While avocados do have more calories than other nutrient-rich fruits or vegetables, they also have a lot of health benefits. Avocados are heart-healthy, and have plenty of fiber, folate, all B vitamins except B12, potassium, vitamin E, vitamin C, and more.
- Florida Avocado Smoothie – Start your day right with an nutrient-packed Florida avocado smoothie.
Low fat dairy keeps the calorie count down. Add blueberries, blueberries, or protein powder to mix things up a bit!
- Chicken, Florida Avocado, and Swiss Wrap – These chicken, Florida avocado, and Swiss cheese wraps are perfect for a quick and light lunch.
Use whole grain flatbread for added benefits. Add lettuce, alfalfa sprouts, tomatoes, or onions to customize. Substitute leftover rotisserie chicken or sliced deli chicken if you don’t have chicken breasts on hand.
Root Vegetables are a fall staple, and available in abundance at farmers’ markets at this time of year.
Root vegetables include celeriac, carrots, beets, fennel, potatoes, sweet potatoes, turnips, and rutabagas among others. They are rich in fiber and every type has a wide variety of nutrients. Each individual vegetable has their own benefits.

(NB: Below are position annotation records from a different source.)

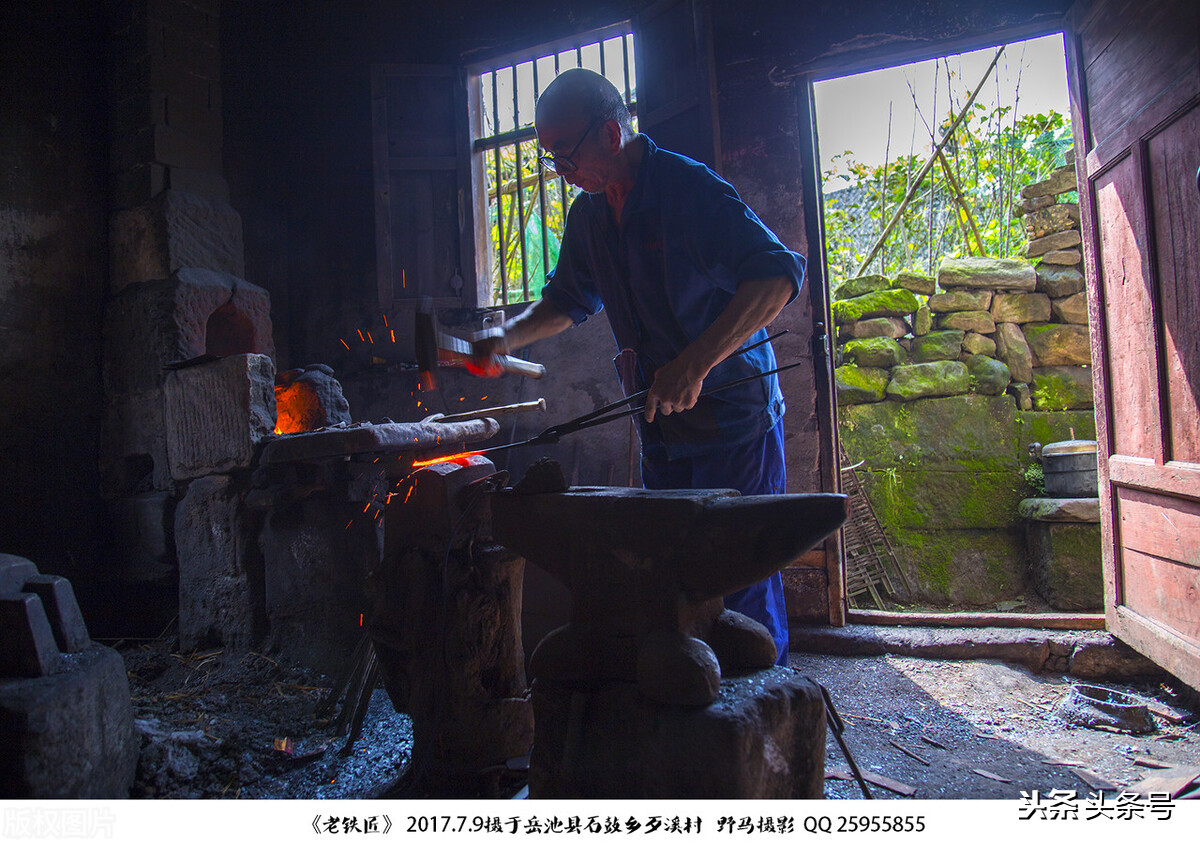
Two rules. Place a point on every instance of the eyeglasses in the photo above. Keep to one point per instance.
(562, 165)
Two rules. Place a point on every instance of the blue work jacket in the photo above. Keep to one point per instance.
(685, 243)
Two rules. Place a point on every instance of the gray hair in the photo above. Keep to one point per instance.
(580, 93)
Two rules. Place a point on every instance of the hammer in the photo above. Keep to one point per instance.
(437, 348)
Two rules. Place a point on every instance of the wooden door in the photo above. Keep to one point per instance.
(1135, 102)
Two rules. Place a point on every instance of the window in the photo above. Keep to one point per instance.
(525, 205)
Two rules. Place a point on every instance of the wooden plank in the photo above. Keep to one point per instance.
(1159, 526)
(1163, 591)
(978, 618)
(1129, 313)
(1176, 478)
(1174, 159)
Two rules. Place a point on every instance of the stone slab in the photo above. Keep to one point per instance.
(174, 231)
(762, 738)
(369, 438)
(61, 610)
(1051, 510)
(69, 736)
(216, 414)
(15, 571)
(991, 274)
(29, 646)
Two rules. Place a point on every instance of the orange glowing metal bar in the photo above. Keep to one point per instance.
(457, 457)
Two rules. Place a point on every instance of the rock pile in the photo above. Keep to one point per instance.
(984, 325)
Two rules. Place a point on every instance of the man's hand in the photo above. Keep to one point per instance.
(676, 388)
(486, 349)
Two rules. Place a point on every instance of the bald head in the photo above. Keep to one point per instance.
(581, 96)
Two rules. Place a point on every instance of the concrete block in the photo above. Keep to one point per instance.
(15, 571)
(29, 646)
(69, 736)
(220, 569)
(762, 738)
(61, 610)
(217, 413)
(175, 229)
(151, 324)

- Chilled Florida Wildflower Honey and Carrot Soup – This sweet and spicy soup is perfect for lunch, or as a light appetizer before a larger meal.

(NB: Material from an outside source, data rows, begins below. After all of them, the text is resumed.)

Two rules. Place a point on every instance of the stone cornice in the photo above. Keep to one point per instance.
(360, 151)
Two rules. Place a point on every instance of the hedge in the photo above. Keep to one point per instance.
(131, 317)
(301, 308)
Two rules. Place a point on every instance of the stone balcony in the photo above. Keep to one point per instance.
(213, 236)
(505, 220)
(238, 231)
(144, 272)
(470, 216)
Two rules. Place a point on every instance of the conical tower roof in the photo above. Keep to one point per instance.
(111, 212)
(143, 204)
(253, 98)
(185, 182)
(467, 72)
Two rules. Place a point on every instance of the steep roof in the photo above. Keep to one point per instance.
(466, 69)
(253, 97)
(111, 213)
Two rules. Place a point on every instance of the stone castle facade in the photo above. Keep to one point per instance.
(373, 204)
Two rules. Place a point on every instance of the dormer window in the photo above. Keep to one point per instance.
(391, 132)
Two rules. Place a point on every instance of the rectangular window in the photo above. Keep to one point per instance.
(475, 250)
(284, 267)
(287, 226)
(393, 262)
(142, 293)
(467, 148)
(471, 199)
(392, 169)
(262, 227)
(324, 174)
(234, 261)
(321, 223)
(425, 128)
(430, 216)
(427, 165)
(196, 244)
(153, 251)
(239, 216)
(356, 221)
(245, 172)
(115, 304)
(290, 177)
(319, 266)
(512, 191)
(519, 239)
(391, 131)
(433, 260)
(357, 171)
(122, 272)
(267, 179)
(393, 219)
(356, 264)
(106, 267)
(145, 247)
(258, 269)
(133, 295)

Carrots are a well-known aid to eye health, and are a wonderful source of vitamins A, B, C, E, K, potassium, and more. You can also substitute another fall favorite – butternut squash – into this soup, or use a blend of the two.

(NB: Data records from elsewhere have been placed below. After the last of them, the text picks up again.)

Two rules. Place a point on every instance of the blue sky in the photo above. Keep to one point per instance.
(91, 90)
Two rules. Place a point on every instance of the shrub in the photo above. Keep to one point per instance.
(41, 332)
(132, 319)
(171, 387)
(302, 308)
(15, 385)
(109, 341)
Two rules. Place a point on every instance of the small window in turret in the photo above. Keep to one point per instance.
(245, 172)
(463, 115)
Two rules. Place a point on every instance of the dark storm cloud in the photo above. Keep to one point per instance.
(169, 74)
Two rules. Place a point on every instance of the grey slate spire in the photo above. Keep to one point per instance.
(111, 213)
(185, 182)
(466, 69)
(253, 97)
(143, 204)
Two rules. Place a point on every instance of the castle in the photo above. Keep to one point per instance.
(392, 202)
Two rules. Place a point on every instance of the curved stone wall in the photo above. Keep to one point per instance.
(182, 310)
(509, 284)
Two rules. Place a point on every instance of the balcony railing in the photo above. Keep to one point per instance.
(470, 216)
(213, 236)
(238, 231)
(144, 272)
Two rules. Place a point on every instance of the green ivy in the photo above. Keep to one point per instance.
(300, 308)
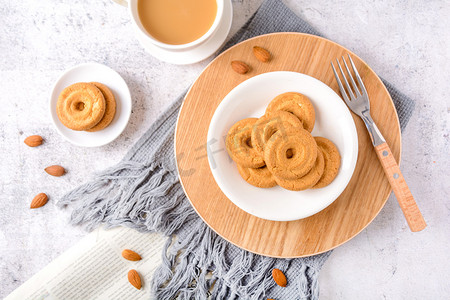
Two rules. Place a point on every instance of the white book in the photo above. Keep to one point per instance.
(95, 269)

- Florida Grouper with Roasted Vegetables – If your grill has been put away for the season, then try this baked grouper recipe!
Depending on the variety and location, grouper is in season for most of the Fall. Late-summer squash can easily be substituted by seasonal root veggies. Make use of vegetables like carrots, turnips, parsnips, beets, celeriac, and more.
Pumpkins and Winter Squash are part of the ‘gourd’ family, and can be found everywhere during the fall.
Pumpkins and winter squash have anti-inflammatory benefits, as well as plenty of antioxidants. They are good sources of Vitamins A, C, B6 and B2, and are high in fiber.
There’s no better use of a pumpkin than a pumpkin pie! Meanwhile, winter squash is frequently mashed with plenty of brown sugar and butter. In terms of health food, neither of these options make the cut.
Fortunately, there are plenty of healthy recipes for pumpkins and winter squash! Roasted, baked, or put into soups, the possibilities are plentiful! Both gourds are versatile, and can be substituted into many recipes you may already have.
- Pumpkin Dark Chocolate Chip Muffins – Believe it or not, this recipe is both delicious and healthy! Bake them on the weekend, and have low sugar, low fat, and protein-filled breakfasts all week.
Not only are you getting all the benefits of pumpkin, dark chocolate is a great source of antioxidants, and is heart-healthy. You can substitute dried fruits for dark chocolate, and add chopped walnuts or pecans if you’d prefer. The oats in this recipe only add to the heart-friendly benefits, as well as cholesterol-lowering oat fiber.
- Butternut Squash and Tofu Curry – For a spin on the traditional ingredients in curry, take fall into consideration and add butternut squash to this yellow curry.
Tofu is a great source of vegetable protein, while broccoli sports anti-inflammatory benefits, plenty of antioxidants, and a wealth of vitamins and minerals. You can also substitute pumpkin for butternut squash, depending on what’s available, and add carrots for additional nutrients.
As you can see, there are plenty of options for eating healthy during hot chocolate and scarves season. This fall, take advantage of the season’s produce and try some new, healthy recipes!